NO QUARTER

The broad sunlight threw its burning rays on the fields, and under this shower of flame life burst forth in glowing vegetation from the earth. As far as the eye could see, the soil was green; and the sky was blue to the verge of the horizon. The Norman farms scattered through the plain seemed at a distance like little doors enclosed each in a circle of thin beech trees. Coming closer, on opening the worm-eaten stile, one fancied that he saw a giant garden, for all the old apple-trees, as knotted as the peasants, were in blossom. The weather-beaten black trunks, crooked, twisted, ranged along the enclosure, displayed beneath the sky their glittering domes, rosy and white. The sweet perfume of their blossoms mingled with the heavy odors of the open stables and with the fumes of the steaming dunghill, covered with hens and their chickens. It was midday. The family sat at dinner in the shadow of the pear-tree planted before the door—the father, the mother, the four children, the two maid-servants, and the three farm laborers. They scarcely uttered a word. Their fare consisted of soup and of a stew composed of potatoes mashed up in lard.

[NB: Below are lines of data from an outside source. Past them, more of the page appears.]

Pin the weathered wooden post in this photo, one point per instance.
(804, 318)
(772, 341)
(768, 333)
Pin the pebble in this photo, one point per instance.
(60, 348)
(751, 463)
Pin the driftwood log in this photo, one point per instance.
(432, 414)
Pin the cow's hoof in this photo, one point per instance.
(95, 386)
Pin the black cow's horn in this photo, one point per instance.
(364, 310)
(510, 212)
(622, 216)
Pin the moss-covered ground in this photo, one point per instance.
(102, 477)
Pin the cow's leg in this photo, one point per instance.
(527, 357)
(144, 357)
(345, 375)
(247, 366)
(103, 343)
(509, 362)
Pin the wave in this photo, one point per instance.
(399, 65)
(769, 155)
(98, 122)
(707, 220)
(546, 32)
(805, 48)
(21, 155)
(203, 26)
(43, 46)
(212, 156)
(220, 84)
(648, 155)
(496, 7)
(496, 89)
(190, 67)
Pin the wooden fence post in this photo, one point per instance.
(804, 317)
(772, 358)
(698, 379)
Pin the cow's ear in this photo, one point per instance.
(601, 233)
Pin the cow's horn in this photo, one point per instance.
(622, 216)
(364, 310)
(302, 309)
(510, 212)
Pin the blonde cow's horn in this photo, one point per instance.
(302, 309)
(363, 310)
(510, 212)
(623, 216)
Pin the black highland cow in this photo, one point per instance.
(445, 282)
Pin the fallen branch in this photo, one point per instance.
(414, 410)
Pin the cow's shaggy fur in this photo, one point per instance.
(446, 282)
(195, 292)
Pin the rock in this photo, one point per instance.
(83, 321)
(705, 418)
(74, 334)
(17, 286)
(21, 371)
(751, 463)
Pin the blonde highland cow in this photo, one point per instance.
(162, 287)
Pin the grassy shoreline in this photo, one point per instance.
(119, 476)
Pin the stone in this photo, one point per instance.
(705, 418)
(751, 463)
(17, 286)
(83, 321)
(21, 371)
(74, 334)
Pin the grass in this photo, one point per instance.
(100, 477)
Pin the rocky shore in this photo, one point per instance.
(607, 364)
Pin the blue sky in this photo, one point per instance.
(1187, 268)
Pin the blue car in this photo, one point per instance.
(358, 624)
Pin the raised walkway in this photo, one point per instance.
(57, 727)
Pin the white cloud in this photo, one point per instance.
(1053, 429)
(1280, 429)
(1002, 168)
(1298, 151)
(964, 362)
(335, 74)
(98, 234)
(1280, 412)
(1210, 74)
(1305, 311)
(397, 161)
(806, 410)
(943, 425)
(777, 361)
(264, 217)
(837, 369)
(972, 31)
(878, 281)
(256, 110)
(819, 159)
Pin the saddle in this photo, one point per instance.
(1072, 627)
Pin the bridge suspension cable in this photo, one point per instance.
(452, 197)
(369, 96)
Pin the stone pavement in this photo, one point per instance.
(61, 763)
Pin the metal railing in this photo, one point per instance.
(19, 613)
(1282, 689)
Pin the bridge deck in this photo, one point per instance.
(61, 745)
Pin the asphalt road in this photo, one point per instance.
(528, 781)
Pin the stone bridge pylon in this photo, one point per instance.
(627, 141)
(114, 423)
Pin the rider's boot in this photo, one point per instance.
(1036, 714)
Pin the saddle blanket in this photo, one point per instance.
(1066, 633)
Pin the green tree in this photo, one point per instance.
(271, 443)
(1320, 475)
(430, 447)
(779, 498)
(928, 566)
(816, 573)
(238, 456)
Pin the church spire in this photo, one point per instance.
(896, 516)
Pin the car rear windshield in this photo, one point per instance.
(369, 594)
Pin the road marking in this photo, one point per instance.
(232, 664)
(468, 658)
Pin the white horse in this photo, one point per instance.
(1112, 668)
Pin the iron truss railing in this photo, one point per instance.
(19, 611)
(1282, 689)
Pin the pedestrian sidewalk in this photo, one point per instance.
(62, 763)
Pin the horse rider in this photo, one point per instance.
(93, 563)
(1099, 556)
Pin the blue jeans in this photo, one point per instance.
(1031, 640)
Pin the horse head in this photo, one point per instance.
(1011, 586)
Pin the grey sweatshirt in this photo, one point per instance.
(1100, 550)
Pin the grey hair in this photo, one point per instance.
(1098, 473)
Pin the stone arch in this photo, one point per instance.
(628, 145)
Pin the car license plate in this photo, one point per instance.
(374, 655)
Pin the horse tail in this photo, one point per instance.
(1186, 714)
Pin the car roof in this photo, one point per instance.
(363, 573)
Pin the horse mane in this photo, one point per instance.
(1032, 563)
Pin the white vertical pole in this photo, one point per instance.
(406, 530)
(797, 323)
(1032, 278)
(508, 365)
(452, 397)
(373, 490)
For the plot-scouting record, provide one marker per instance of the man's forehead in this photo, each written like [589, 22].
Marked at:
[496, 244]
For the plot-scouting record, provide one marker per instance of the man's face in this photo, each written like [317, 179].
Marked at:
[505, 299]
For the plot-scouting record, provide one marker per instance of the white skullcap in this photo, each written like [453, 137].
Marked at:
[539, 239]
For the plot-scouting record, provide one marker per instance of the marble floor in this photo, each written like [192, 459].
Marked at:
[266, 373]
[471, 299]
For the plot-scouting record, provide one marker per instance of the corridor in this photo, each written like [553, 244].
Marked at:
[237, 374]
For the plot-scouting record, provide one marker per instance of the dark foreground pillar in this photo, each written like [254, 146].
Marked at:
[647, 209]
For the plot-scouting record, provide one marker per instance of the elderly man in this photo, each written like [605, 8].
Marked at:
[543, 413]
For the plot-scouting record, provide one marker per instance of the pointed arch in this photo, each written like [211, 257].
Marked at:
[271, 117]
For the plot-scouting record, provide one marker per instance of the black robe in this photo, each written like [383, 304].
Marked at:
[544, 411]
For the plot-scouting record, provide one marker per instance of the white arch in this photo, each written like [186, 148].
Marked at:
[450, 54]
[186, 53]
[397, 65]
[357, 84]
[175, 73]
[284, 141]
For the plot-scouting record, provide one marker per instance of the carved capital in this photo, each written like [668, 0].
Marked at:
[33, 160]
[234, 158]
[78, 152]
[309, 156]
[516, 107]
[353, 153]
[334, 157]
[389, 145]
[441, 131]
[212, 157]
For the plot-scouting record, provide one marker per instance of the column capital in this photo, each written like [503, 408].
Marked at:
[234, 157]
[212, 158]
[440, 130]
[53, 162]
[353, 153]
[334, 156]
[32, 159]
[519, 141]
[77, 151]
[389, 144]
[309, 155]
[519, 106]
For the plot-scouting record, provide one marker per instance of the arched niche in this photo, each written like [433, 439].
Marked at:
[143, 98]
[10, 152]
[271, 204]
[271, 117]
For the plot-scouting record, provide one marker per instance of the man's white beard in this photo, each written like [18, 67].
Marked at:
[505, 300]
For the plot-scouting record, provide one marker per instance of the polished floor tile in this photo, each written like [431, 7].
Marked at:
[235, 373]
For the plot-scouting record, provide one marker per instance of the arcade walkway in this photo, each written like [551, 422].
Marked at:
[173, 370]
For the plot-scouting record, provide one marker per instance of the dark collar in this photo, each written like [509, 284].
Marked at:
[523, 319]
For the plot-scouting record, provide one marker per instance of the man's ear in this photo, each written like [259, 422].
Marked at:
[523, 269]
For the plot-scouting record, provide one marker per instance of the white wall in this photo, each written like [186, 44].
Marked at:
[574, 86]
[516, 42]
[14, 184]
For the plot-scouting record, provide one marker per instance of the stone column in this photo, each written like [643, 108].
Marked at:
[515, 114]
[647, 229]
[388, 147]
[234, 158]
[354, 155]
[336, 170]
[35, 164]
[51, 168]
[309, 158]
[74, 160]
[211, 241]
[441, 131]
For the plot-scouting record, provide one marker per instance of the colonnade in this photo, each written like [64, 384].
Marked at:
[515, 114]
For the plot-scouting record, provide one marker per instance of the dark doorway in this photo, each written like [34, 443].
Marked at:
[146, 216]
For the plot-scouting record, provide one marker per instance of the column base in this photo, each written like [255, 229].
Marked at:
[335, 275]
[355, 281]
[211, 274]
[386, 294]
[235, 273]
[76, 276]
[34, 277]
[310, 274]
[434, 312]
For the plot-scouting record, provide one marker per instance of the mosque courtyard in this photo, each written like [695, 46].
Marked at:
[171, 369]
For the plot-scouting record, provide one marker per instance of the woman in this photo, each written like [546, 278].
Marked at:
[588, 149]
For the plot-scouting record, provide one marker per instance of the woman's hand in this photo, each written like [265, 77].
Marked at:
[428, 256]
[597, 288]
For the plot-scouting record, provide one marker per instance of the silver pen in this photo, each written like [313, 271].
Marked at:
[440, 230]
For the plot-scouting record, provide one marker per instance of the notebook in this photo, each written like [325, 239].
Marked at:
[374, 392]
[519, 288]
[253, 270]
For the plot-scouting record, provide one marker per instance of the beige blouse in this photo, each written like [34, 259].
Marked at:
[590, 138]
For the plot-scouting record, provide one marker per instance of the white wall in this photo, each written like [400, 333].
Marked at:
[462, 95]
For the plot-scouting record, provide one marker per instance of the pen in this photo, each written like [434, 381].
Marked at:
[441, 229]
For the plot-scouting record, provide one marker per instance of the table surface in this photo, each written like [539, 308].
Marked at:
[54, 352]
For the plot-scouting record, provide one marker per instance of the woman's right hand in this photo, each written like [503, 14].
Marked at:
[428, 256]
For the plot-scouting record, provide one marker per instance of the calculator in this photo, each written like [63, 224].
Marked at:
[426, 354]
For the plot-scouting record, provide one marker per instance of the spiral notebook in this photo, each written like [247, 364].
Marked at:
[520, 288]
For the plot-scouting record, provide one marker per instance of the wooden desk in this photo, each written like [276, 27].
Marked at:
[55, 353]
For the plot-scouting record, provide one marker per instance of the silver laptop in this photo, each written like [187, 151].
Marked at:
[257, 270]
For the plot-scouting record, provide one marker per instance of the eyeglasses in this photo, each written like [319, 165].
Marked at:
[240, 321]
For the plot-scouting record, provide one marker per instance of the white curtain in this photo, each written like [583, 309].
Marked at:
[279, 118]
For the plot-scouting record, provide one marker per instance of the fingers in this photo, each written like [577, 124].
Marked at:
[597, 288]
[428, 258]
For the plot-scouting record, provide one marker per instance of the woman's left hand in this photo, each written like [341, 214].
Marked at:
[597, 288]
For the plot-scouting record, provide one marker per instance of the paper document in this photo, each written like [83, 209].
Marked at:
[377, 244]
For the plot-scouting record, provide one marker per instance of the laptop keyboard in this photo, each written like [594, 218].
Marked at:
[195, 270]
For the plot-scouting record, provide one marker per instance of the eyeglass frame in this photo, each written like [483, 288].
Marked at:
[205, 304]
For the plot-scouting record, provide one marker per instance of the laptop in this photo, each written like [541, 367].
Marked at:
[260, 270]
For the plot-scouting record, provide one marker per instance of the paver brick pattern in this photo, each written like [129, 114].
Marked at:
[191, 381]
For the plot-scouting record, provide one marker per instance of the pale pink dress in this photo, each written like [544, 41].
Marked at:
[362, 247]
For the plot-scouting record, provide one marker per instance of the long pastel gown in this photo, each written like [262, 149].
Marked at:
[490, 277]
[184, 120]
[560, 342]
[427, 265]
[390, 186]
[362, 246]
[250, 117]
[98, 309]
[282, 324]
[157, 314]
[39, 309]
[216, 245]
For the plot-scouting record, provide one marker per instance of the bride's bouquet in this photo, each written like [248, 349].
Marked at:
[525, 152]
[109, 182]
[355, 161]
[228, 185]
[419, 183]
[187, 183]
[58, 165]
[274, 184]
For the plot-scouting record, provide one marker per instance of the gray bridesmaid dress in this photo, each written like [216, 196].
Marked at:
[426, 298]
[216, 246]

From time to time one of the maid-servants rose up and went to the cellar to fetch a pitcher of cider.

The husband, a big fellow of about forty, stared at a vine-tree, quite exposed to view, which stood close to the farm-house twining like a serpent under the shutters the entire length of the wall.

He said, after a long silence:

"The father's vine-tree is blossoming early this year. Perhaps it will bear good fruit."

The peasant's wife also turned round, and gazed at the tree without speaking.

This vine-tree was planted exactly in the place where the father of the peasant had been shot.


It was during the war of 1870. The Prussians were in occupation of the entire country. General Faidherbe, with the Army of the North, was at their head.